Saídas do desejo autoritário: a produção simbólica compartilhada
por Eliseu Raphael Venturi
O desejo autoritário se alimenta do colapso simbólico. Onde a linguagem falha, o poder se impõe. Onde o laço se rarefaz, a norma endurece. Onde a escuta desaparece, o grito vence. Não por força própria, mas por vazio do comum.
O autoritarismo, mais do que imposição de vontade, é um sintoma coletivo da incapacidade de partilhar sentido. Quando o mundo já não fala a uma só língua, quando o Outro se esvazia e os significantes se dispersam, emerge a fantasia de um sentido unificado — e com ela, o desejo de um mestre que restabeleça o eixo da narrativa.

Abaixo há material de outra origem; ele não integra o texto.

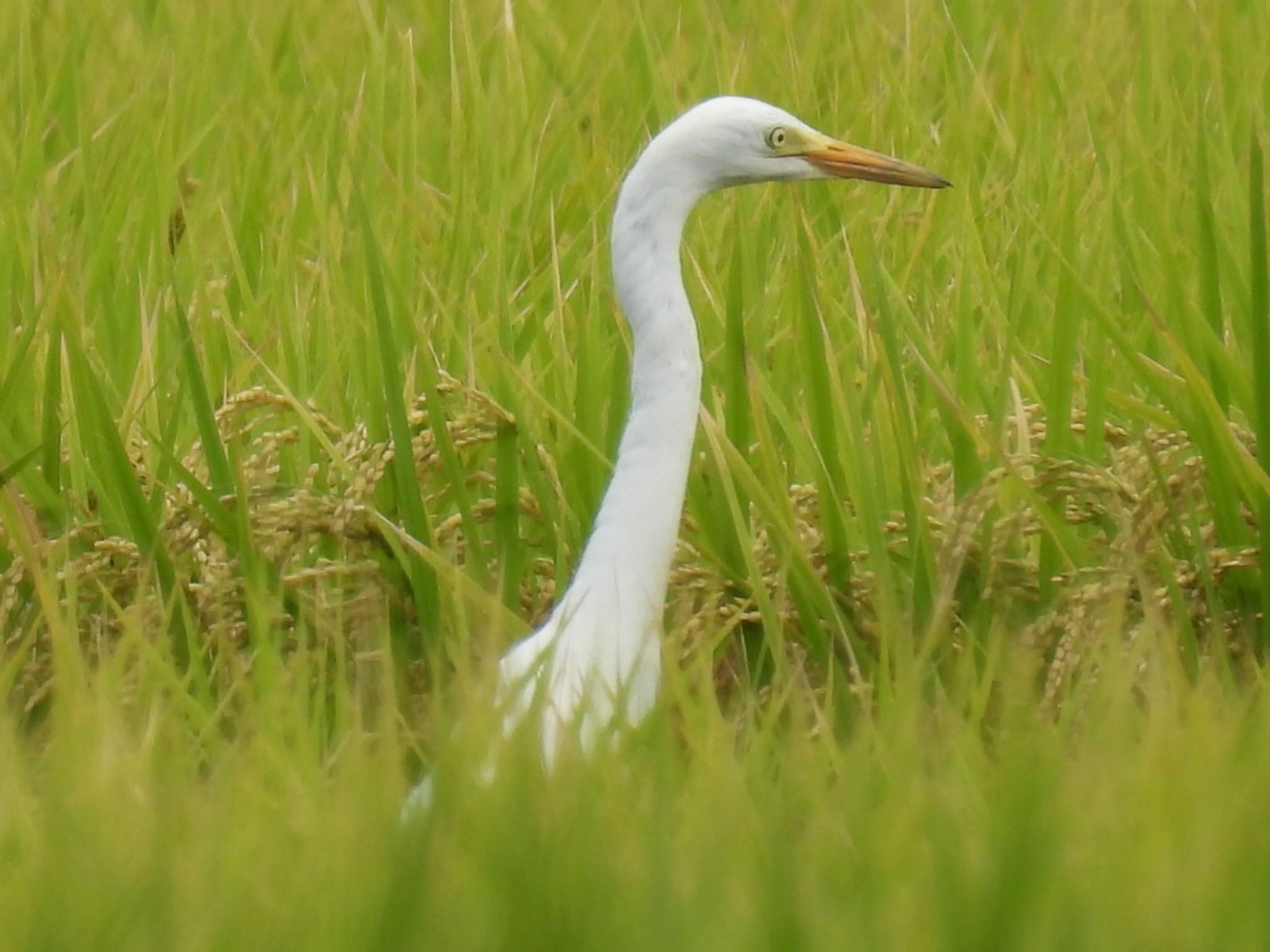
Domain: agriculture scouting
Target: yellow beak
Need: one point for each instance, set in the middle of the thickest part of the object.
(850, 162)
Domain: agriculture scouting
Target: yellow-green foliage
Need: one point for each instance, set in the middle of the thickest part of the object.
(967, 625)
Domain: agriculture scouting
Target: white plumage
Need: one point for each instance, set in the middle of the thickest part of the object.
(596, 662)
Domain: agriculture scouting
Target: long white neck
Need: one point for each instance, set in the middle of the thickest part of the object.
(633, 541)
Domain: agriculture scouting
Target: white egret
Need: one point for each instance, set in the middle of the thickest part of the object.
(596, 662)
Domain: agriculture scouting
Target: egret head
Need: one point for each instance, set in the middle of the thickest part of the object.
(732, 141)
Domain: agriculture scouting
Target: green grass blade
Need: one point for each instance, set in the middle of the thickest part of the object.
(407, 491)
(1260, 335)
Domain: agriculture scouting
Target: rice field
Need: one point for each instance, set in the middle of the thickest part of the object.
(968, 626)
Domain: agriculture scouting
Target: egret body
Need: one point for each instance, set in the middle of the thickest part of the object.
(596, 660)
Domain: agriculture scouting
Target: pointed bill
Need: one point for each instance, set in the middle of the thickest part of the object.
(848, 162)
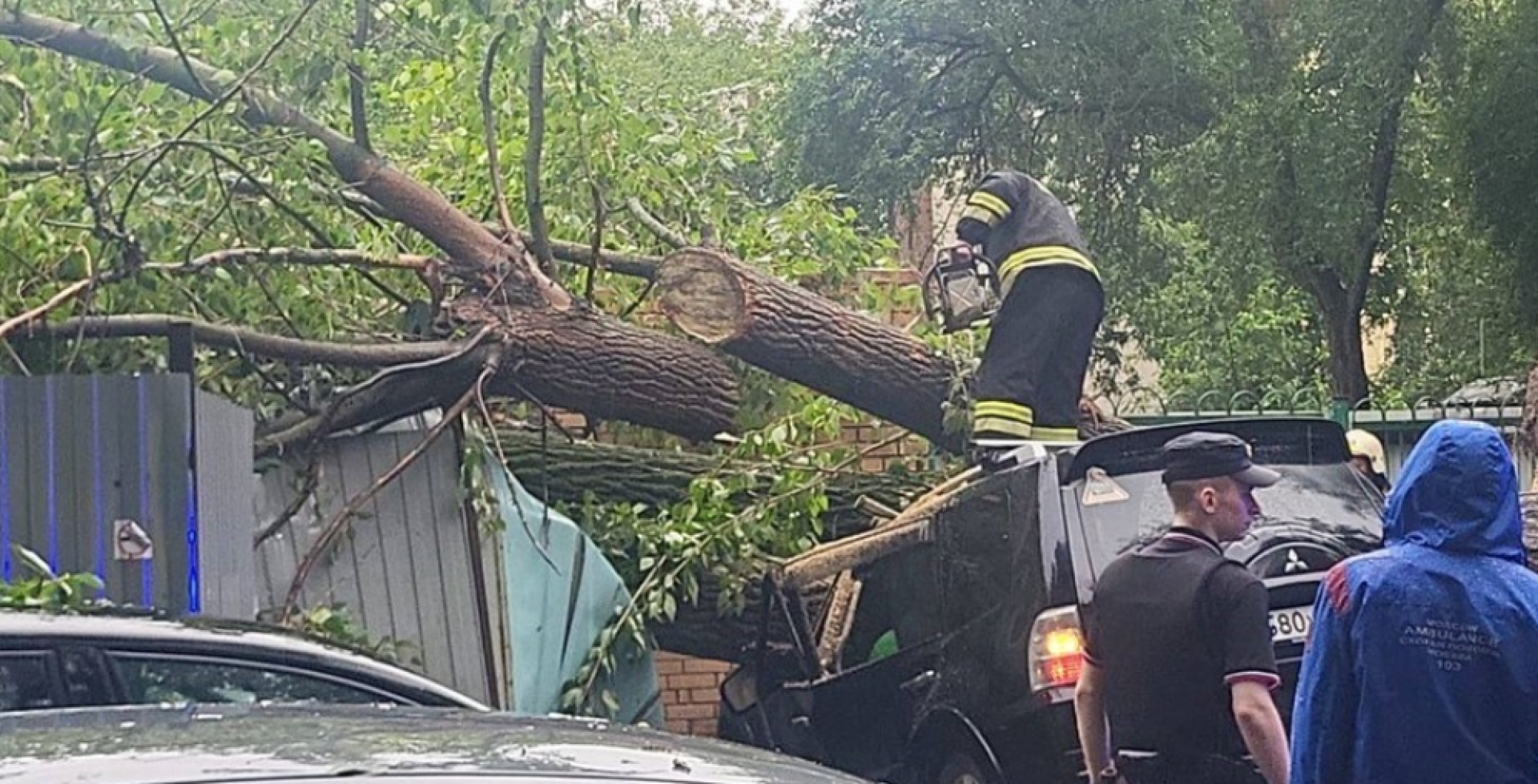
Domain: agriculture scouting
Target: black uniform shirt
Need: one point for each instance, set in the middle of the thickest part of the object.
(1173, 626)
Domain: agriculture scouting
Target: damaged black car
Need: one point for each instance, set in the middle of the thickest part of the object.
(944, 650)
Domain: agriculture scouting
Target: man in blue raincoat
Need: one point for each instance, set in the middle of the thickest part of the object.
(1423, 660)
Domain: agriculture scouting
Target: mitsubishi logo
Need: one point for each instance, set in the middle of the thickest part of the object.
(1294, 563)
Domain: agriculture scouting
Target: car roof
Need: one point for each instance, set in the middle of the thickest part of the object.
(248, 743)
(203, 633)
(1277, 440)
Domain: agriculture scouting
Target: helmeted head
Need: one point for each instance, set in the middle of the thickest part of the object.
(1211, 483)
(1457, 494)
(1366, 452)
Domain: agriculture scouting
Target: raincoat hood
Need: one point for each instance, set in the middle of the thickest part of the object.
(1457, 493)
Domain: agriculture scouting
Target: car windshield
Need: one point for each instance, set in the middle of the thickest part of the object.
(1327, 500)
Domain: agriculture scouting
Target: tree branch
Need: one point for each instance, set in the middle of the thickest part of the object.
(489, 128)
(534, 151)
(634, 265)
(1384, 153)
(245, 339)
(655, 227)
(357, 85)
(477, 254)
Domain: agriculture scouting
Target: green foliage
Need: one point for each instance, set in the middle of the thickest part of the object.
(1494, 120)
(46, 591)
(336, 625)
(710, 537)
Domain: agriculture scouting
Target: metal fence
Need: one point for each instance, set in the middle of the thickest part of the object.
(408, 569)
(1399, 428)
(137, 478)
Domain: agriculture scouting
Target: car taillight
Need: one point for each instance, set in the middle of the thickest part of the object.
(1056, 655)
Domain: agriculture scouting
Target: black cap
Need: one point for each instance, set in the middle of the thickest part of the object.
(1203, 456)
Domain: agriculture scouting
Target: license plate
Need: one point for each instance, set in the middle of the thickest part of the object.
(1290, 625)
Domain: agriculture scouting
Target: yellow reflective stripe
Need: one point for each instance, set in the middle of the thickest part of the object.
(980, 214)
(1006, 409)
(989, 202)
(992, 424)
(1054, 434)
(1045, 255)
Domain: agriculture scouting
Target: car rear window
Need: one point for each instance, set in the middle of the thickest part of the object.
(1128, 511)
(25, 683)
(155, 678)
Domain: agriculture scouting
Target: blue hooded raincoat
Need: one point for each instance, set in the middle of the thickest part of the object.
(1423, 660)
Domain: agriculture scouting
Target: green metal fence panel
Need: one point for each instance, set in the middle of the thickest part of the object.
(1399, 428)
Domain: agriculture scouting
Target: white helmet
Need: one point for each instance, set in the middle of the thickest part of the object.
(1367, 446)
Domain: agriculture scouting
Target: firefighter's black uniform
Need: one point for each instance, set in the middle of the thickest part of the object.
(1037, 356)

Mas não há eixo. Nunca houve. O simbólico não é eixo; é trama. É tecido precário, entrecortado, nunca completo. E a política, entendida em sua dimensão mais ética, não é a arte de governar os corpos, mas a arte de sustentar a linguagem onde ela tende a falhar.
Nesse ponto, a produção simbólica compartilhada torna-se uma resposta possível ao desejo autoritário — não no campo da força, mas no da escuta. Ela não combate o autoritário em sua lógica, mas a dissolve em sua raiz: a suposição de que o sentido é dado, e não feito.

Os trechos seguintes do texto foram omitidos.